The best thing to do is to try each setting for a few days or maybe a week and see what you think is better for the roads you prefer to travel on.
Also try driving different roads, to different destinations, do not just solely rely on your trip from home to the office each day as this may be good when set to one setting but may not be good when you set it to a different setting.
Navman have now implemented a Trip Planner screen where you can add up to 14 destinations. It sorts them in the order you have added them, so if you want to optimise the route you will need to do this manually yourself. There is also a facility to MOVE the address and to manually sort them by tapping and holding an address in the Trip Planner screen and then selecting MOVE, then use the cursor pad to move the address up or down.
You have the ability to set the display to auto-zoom when close to a junction, to Display Next Turn Screen and also to Display Next 4 Turns Screen. You can also change the Map Colour Scheme from Desert to Ocean, Snow, Salmon, and High Contrast as well as set the map colours from Day to Night and to turn on/off the Topographical Display.
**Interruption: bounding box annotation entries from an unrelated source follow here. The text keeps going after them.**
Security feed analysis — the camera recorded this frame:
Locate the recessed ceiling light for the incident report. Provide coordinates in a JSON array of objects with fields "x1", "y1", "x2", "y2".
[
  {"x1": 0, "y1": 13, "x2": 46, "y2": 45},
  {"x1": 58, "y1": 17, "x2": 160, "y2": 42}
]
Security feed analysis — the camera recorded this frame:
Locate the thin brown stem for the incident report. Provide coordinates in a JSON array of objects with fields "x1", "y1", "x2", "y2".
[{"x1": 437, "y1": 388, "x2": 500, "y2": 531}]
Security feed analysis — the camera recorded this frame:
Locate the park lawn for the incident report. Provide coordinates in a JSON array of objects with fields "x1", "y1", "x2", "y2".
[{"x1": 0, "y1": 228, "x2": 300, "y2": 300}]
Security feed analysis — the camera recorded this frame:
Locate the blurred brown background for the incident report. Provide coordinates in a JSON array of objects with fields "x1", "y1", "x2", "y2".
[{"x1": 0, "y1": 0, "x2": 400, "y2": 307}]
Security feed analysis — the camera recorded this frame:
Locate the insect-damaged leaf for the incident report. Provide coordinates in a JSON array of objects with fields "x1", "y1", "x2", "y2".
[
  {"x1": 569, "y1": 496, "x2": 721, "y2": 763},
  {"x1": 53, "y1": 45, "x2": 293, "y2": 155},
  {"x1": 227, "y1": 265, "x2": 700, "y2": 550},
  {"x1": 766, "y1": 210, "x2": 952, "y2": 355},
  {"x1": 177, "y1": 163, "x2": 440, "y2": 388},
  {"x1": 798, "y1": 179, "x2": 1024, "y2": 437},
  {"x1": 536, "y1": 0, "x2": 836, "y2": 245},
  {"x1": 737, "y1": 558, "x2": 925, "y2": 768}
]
Navman have also given you the ability to turn the Map Grid Display on/off, the Compass on/off and No Entry Roads on/off.
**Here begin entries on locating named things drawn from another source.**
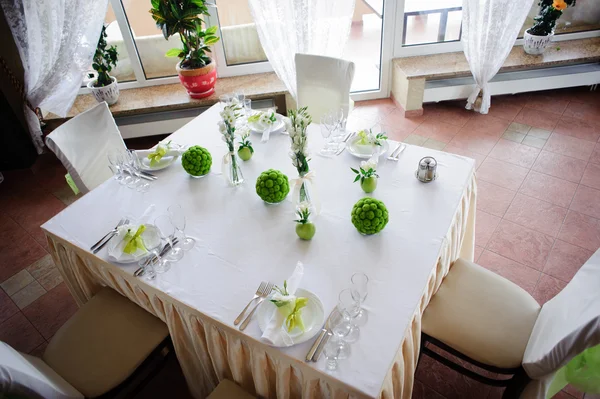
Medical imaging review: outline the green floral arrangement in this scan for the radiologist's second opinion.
[350,159,379,193]
[238,131,254,161]
[351,197,388,235]
[256,169,290,204]
[181,145,212,176]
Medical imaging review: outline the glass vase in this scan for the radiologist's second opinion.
[226,153,244,187]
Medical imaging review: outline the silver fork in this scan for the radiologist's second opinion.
[240,283,273,331]
[233,281,269,326]
[90,218,129,251]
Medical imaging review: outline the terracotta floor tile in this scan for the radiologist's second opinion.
[570,184,600,219]
[554,117,600,143]
[532,151,586,183]
[0,312,44,353]
[0,214,47,282]
[475,210,501,248]
[532,273,567,305]
[414,119,460,143]
[544,240,593,283]
[448,129,498,155]
[0,289,19,325]
[477,179,516,217]
[515,108,560,130]
[462,113,510,137]
[23,283,77,340]
[487,220,554,270]
[519,170,577,208]
[488,102,521,121]
[558,211,600,252]
[489,139,540,168]
[477,155,529,191]
[544,133,594,161]
[504,194,567,237]
[563,102,600,125]
[526,93,569,115]
[477,250,541,294]
[581,163,600,190]
[444,144,485,169]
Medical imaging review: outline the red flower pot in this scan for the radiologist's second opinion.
[177,61,217,98]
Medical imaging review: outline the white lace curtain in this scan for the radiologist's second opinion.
[0,0,108,152]
[248,0,355,99]
[462,0,533,114]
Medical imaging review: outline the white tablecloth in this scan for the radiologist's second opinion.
[43,107,476,398]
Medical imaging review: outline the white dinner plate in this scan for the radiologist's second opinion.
[108,224,161,263]
[248,113,285,134]
[140,155,179,172]
[256,288,325,345]
[346,136,390,159]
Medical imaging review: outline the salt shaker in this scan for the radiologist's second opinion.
[415,157,437,183]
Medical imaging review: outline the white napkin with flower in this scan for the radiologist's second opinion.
[262,262,304,346]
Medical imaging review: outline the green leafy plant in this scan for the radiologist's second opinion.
[150,0,219,69]
[256,169,290,204]
[529,0,576,36]
[351,197,389,235]
[181,145,212,176]
[92,25,119,87]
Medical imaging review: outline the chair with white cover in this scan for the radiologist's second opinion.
[295,53,354,122]
[421,249,600,399]
[46,102,127,194]
[0,288,170,399]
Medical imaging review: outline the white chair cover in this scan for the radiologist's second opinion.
[46,102,126,194]
[523,249,600,399]
[0,342,83,399]
[296,53,354,123]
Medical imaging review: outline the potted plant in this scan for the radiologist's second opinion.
[150,0,219,98]
[523,0,575,55]
[87,26,119,105]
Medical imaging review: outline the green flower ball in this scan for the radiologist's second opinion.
[352,197,388,234]
[256,169,290,204]
[181,145,212,176]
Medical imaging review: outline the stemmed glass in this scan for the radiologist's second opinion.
[167,204,196,251]
[154,215,183,262]
[350,273,369,326]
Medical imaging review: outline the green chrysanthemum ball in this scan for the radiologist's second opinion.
[256,169,290,204]
[352,197,388,234]
[181,145,212,176]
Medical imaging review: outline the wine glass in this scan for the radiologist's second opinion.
[167,204,196,251]
[154,215,183,262]
[350,273,369,326]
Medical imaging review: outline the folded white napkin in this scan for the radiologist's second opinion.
[262,262,304,346]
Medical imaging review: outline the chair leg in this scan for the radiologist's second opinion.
[502,367,531,399]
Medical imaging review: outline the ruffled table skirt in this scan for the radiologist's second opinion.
[46,175,477,399]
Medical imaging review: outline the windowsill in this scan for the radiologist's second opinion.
[393,37,600,80]
[44,72,287,123]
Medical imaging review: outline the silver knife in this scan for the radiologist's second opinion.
[306,308,336,362]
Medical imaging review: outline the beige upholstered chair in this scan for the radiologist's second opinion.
[421,250,600,399]
[0,288,170,398]
[206,380,255,399]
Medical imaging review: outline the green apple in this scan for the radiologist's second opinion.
[296,222,317,240]
[238,147,252,161]
[360,176,377,193]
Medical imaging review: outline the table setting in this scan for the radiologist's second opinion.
[42,95,476,398]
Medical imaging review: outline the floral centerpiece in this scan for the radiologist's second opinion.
[295,202,316,240]
[285,107,319,212]
[350,159,379,193]
[523,0,576,55]
[219,102,244,186]
[238,131,254,161]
You have the selection of showing POI's on the Map screen or to not show these. Categories include:- Accommodation, Amenities, Automotive Facilities, Buildings and Monuments, Entertainment, Financial Services, Food and Drink, Institutions, Medical Services, Natural Attractions, Shopping, Sports Facilities, Tourist Attractions and Transport.
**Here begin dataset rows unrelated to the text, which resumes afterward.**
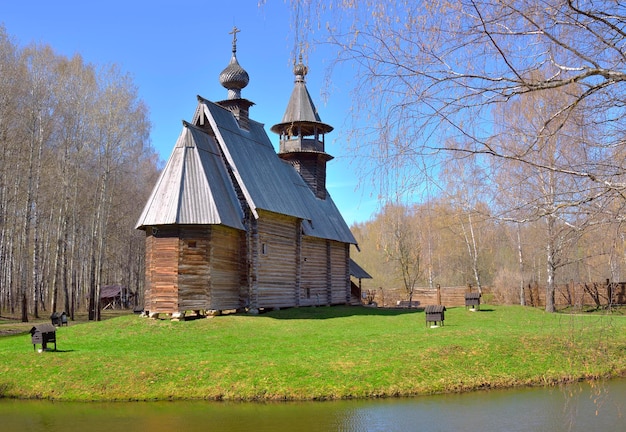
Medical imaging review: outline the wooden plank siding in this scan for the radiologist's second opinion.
[257,212,299,308]
[328,241,350,304]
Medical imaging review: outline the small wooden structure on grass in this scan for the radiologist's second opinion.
[100,285,135,310]
[30,324,57,351]
[424,305,446,327]
[465,292,480,310]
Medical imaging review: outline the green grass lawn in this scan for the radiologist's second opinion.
[0,305,626,400]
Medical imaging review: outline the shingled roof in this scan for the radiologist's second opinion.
[137,98,356,244]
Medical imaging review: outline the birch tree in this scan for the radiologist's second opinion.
[292,0,626,309]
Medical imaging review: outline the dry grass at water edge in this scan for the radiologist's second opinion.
[0,305,626,400]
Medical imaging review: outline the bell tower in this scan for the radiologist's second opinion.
[271,55,333,199]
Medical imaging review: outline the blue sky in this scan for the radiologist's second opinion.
[0,0,378,225]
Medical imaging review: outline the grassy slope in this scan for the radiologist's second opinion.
[0,306,626,400]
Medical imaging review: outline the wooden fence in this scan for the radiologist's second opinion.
[524,280,626,307]
[366,286,482,307]
[365,280,626,307]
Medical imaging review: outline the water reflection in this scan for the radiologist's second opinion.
[0,380,626,432]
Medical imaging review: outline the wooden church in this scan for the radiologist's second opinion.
[136,28,360,317]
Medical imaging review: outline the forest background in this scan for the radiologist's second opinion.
[0,0,626,319]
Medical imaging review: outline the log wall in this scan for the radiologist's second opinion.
[255,212,299,308]
[208,225,245,310]
[145,227,179,313]
[300,237,328,306]
[329,241,350,304]
[178,226,213,312]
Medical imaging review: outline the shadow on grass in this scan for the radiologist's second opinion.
[39,348,74,354]
[260,306,424,320]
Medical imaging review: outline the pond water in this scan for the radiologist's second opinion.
[0,379,626,432]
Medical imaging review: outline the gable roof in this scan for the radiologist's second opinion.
[136,97,356,244]
[136,122,244,230]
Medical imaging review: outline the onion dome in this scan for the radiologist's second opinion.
[220,27,250,99]
[271,55,333,136]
Active POI allows you to import CSV files with details like Lat/Long and Name into the iCN 650 and this will allow you to add-on new custom POI's from PocketGPSWorld.com and also our Safety Camera Database. Unfortunately we didn't have the software available in the beta version to import this, so could not test it's functionality or accuracy. You can also set speed reminders in telling you if you are over the speed limit and also Warn driver when operating plus Warn when GPS lost.
Comparing the iCN 650 Size
Below you will see a size comparison of the iCN 650 and the iCN 510.
Adding Speed Cameras (Safety Cameras) and other Points Of Interest databases is fairly easy to install to a Navman iCN 650. You need first to have the POI file in a CSV format with no header (to the columns) and Long/Lat and the Name (in quotes). Once you have this, you are good to go.
We have thousands of POI's available on our POI-Sync service and also on the TomTom GO POI page. You can convert any of these by downloading them, using the TomTom utility called DUMPOV2 and once converted to a text or comma delimited CSV file, make sure quotes are around the names description (third column) and you should be good to go with importing into your Navman iCN 650.
Downloading the Pocket GPS Safety Camera Database
1. Download from Pocket GPS Safety Camera Database page
Extracting the Database on the PC
1. Extract the ZIP file contents to a directory on your PC, e.g. C:\temp
Preparing the database to work with Navman's software
1. Open the relevant CSV file you want to transfer, e.g. C:\temp\POCKETGPS_UK_GATSO.CSV in NOTEPAD or any text editor.
2. Delete the first line to remove the Latitude and Longitude information, so the first line reads the data (no space)
3. Save the file (FILE | SAVE)
Installing Pocket GPS Safety Camera Database
1. Run Navman SmartST Desktop on your PC.
2. Click MAP | POI's to open the POI Editor.
3. Click FILE | OPEN and point to your edited CSV file, e.g. C:\Temp\POCKETGPS_UK_GATSO.CSV
4. You should now see the Speed Camera data in a screen below.
5. Click FILE | SAVE TO DEVICE
6. Now tick ACTIVE, VISUAL ALERT, IMPERIAL, 150, Increase the POI Visibility and also point to the BMP file you extracted earlier from the ZIP file, e.g. C:\Temp\pocketgps_uk_gatso.bmp
7. Now enter a name to appear within the Navman software.
This should have now downloaded the data to your iCN and you should now see it in there and be notified of the latest Speed Cameras.